Il Bersani di Bettola non risolve questa contrapposizione, non la supera, anzi la accentua inasprendone i contorni e il contrasto.
Punta sul concetto di radici, forte ed evocativo ma statico e immobile, alle infografiche preferisce le foto in bianco e nero insieme al padre, ai format all’americana un comizio come non se ne vedono più, alla storia collettiva di un’intera generazione che scalpita preferisce la sua rassicurante storia personale, riproposizione più sobria di un’altra storia italiana di qualche anno fa. Parlare alla base non è una giustificazione: il PD può permettersi di ricondurre queste primarie al proprio ombelico? Mentre si consuma lo scontro interno c’è un intero Paese che sta a guardare e, soprattutto, si aspetta delle risposte.
In fondo è dai tempi della Leopolda che Renzi guida e Bersani e i bersaniani inseguono, ovvero da quando la parola rottamare è diventata quella più usata nel PD, citata abbondantemente proprio dai “rottamati”, ignari che ad ogni citazione facevano segnare un punto al proprio avversario.
Il frame di Renzi ha una sua forza comunicativa perché si inserisce in un momento storico in cui l’istanza di cambiamento è particolarmente forte, non solo in senso verticale (vecchi-giovani) ma anche orizzontale (competenza-incompetenza, dinamismo vs immobilismo ecc.). Non a caso gli scandali hanno fornito l’assist al sindaco per allargare e rinsaldare il proprio frame, mettendo il (seppur giovane) Fiorito di turno fra quelli da rottamare.
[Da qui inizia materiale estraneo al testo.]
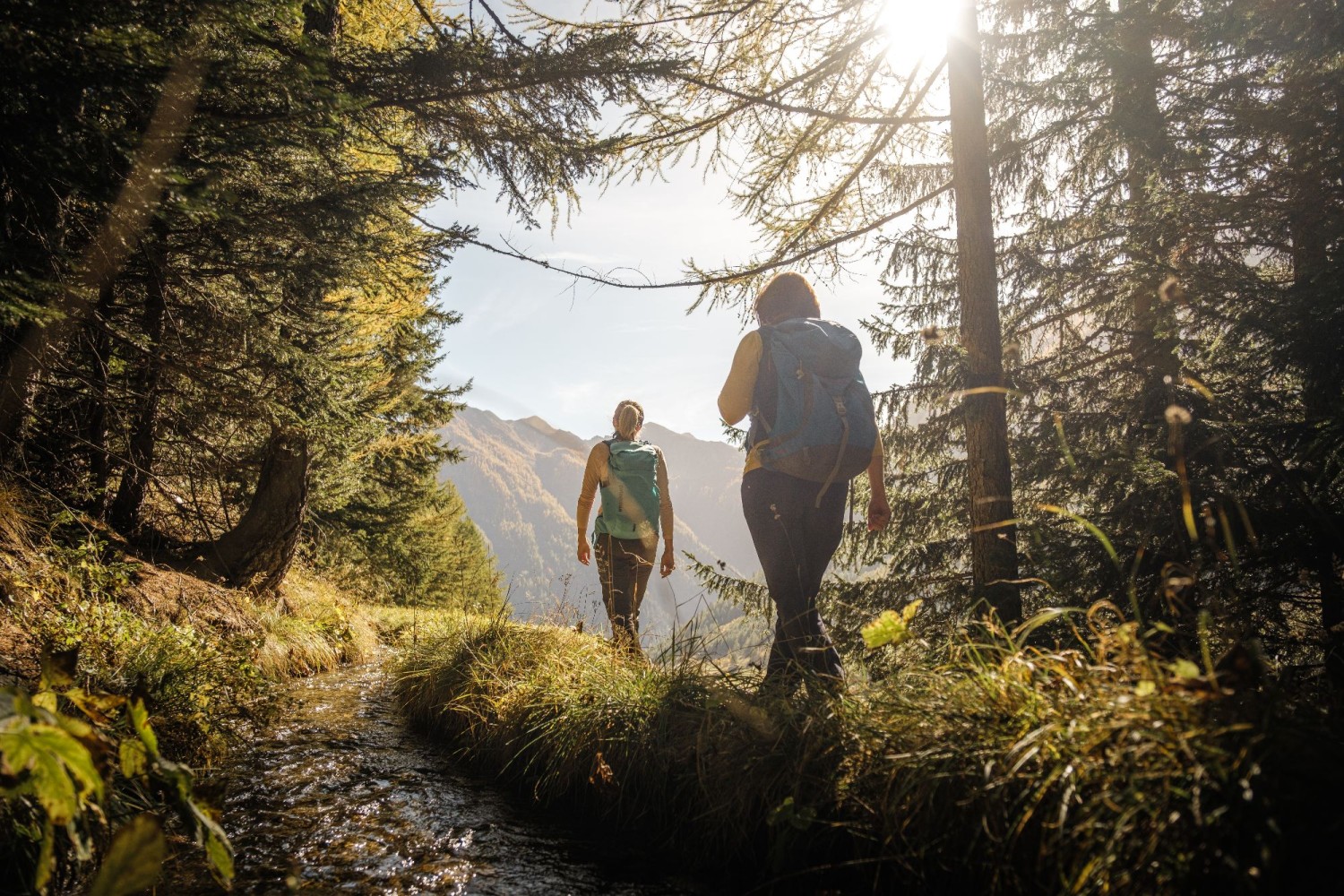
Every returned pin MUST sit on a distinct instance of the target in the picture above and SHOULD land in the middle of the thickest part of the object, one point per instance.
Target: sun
(917, 29)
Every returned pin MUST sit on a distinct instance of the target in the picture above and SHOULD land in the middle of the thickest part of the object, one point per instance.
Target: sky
(535, 341)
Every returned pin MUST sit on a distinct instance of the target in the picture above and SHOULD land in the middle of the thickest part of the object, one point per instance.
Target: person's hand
(879, 513)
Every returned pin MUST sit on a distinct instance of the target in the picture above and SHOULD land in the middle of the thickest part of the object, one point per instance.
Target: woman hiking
(812, 429)
(633, 479)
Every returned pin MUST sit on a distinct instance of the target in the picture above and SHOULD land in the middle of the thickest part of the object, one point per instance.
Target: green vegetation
(980, 766)
(120, 677)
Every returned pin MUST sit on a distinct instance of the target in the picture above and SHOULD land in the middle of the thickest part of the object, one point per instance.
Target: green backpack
(631, 492)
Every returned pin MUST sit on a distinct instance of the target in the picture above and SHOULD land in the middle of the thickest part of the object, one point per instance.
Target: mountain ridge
(521, 481)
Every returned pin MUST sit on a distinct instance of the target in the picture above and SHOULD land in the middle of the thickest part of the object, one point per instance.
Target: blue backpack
(631, 492)
(812, 414)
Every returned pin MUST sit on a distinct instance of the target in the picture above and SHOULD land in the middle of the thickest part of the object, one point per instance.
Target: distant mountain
(521, 482)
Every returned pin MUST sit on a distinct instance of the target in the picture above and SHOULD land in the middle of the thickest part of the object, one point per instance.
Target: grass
(89, 638)
(978, 767)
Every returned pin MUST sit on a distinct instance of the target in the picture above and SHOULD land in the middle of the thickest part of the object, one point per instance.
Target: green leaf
(1185, 669)
(134, 858)
(889, 627)
(61, 770)
(134, 758)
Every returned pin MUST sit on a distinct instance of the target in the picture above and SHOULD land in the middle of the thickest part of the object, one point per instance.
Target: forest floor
(965, 767)
(117, 677)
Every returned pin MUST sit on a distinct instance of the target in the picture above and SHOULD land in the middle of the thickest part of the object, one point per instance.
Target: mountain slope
(521, 481)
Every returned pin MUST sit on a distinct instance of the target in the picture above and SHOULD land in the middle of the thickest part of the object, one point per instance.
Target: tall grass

Di fronte alla narrazione renziana Bersani e ancor più i bersaniani, o meglio, gli anti-renziani, hanno avuto il limite di accettarne fin da subito la cornice comunicativa. Potevano delegittimarlo, ignorarlo, rilanciare. Invece hanno scatenato un fuoco incrociato utilizzando gli schemi concettuali del sindaco di Firenze, le sue categorie semantiche, le sue parole. Non dire rottamare doveva essere la regola. E invece giù a testa bassa senza capire che più lo attaccavano più lo legittimavano, polarizzando lo scontro e spingendo le truppe, e soprattutto i cittadini, a schierarsi.
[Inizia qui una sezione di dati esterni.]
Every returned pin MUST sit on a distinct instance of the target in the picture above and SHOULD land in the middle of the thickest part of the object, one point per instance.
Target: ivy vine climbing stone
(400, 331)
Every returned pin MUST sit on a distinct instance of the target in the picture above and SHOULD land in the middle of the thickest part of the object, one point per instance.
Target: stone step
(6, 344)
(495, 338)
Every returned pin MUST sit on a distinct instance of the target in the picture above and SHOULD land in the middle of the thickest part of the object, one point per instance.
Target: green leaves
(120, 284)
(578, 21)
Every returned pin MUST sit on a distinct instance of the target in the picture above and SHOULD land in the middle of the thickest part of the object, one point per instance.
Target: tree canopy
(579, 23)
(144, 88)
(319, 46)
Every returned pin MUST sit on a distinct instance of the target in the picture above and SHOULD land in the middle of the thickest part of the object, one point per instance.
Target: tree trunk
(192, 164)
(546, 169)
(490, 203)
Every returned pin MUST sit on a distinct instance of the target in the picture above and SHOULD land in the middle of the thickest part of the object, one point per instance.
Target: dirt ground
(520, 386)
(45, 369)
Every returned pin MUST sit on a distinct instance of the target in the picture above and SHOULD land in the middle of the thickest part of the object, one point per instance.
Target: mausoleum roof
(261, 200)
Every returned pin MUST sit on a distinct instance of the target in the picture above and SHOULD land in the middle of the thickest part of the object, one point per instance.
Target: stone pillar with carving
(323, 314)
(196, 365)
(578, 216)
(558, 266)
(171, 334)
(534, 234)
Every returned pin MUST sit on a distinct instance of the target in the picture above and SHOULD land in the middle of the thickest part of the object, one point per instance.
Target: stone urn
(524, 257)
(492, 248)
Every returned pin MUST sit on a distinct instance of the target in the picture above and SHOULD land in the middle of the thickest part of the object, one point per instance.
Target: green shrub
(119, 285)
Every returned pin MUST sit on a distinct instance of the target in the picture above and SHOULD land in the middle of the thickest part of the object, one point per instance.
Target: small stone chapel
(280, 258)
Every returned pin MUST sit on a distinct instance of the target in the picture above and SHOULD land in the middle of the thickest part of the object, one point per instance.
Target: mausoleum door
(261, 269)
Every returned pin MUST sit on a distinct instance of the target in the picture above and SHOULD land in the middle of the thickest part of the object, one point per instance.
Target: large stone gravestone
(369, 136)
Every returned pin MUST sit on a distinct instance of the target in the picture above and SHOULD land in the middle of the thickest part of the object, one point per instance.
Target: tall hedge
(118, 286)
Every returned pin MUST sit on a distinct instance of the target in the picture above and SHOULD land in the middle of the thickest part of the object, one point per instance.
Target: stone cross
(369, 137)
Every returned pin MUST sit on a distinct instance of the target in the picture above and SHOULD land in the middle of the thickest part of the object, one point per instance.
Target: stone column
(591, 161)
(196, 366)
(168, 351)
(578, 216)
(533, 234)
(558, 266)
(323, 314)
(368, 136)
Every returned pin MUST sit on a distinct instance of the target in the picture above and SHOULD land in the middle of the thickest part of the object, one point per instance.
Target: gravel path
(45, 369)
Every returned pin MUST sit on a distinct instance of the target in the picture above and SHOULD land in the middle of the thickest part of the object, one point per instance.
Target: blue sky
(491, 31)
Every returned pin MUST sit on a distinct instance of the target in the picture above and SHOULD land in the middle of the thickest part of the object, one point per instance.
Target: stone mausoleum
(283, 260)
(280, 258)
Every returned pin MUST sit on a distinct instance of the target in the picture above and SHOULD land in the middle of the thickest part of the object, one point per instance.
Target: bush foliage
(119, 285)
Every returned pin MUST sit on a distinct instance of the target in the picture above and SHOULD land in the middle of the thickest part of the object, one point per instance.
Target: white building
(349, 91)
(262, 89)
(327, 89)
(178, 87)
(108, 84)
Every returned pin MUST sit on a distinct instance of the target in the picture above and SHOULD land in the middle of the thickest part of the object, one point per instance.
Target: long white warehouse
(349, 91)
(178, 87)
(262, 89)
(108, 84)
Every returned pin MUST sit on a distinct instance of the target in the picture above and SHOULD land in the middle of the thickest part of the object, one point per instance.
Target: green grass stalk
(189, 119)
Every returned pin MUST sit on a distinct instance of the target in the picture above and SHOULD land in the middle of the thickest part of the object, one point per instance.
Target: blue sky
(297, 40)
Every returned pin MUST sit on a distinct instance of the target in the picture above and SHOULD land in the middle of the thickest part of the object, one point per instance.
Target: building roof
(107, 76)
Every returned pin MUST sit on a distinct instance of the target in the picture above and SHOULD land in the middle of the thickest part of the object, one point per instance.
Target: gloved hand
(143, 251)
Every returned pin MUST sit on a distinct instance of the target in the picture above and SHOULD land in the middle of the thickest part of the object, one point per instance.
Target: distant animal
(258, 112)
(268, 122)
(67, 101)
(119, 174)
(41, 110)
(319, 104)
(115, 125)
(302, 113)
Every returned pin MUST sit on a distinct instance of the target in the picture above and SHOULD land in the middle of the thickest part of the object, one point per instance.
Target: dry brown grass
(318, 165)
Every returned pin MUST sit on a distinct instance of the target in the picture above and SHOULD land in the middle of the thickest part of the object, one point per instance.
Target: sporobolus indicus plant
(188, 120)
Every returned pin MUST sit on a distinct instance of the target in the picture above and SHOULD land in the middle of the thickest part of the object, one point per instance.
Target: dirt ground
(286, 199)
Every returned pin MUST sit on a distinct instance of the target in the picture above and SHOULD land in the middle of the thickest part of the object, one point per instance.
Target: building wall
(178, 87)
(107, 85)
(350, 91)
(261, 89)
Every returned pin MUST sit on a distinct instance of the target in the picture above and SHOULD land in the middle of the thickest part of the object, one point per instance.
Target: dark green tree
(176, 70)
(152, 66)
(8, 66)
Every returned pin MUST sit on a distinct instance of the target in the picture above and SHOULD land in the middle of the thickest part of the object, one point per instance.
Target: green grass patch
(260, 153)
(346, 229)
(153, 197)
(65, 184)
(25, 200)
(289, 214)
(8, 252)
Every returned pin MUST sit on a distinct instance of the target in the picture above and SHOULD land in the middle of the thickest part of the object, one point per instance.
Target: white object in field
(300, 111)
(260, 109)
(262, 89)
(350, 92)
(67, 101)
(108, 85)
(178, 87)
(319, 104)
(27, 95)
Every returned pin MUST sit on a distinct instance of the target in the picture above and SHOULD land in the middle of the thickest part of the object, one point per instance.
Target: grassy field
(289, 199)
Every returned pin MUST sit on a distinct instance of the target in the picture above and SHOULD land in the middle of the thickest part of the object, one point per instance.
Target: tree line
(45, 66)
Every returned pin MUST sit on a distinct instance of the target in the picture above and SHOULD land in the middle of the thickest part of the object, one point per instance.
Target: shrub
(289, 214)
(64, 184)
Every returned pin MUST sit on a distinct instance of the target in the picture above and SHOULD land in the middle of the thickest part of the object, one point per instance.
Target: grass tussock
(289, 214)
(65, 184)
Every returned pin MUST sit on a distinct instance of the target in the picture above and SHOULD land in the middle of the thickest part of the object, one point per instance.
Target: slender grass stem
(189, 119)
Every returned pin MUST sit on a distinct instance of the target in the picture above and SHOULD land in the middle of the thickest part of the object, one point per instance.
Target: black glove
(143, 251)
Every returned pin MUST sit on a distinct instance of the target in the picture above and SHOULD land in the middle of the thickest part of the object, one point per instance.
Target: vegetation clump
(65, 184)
Chi andrà a votare Renzi non lo farà pensando alla contrapposizione destra/sinistra ma a quella vecchio/nuovo. Perché è l’antiberlusconismo di certi pezzi del PD a fare di Renzi un berlusconiano, non i format di Gori.
Checché ne pensino i comunicatori, ha detto Bersani a Bettola. Eppure se queste primarie, per la prima volta, sono una sfida davvero aperta è dipeso dalla (sbagliata o indovinata) strategia comunicativa. Intanto il 25 novembre si vota. Di programmi per il futuro nemmeno l’ombra.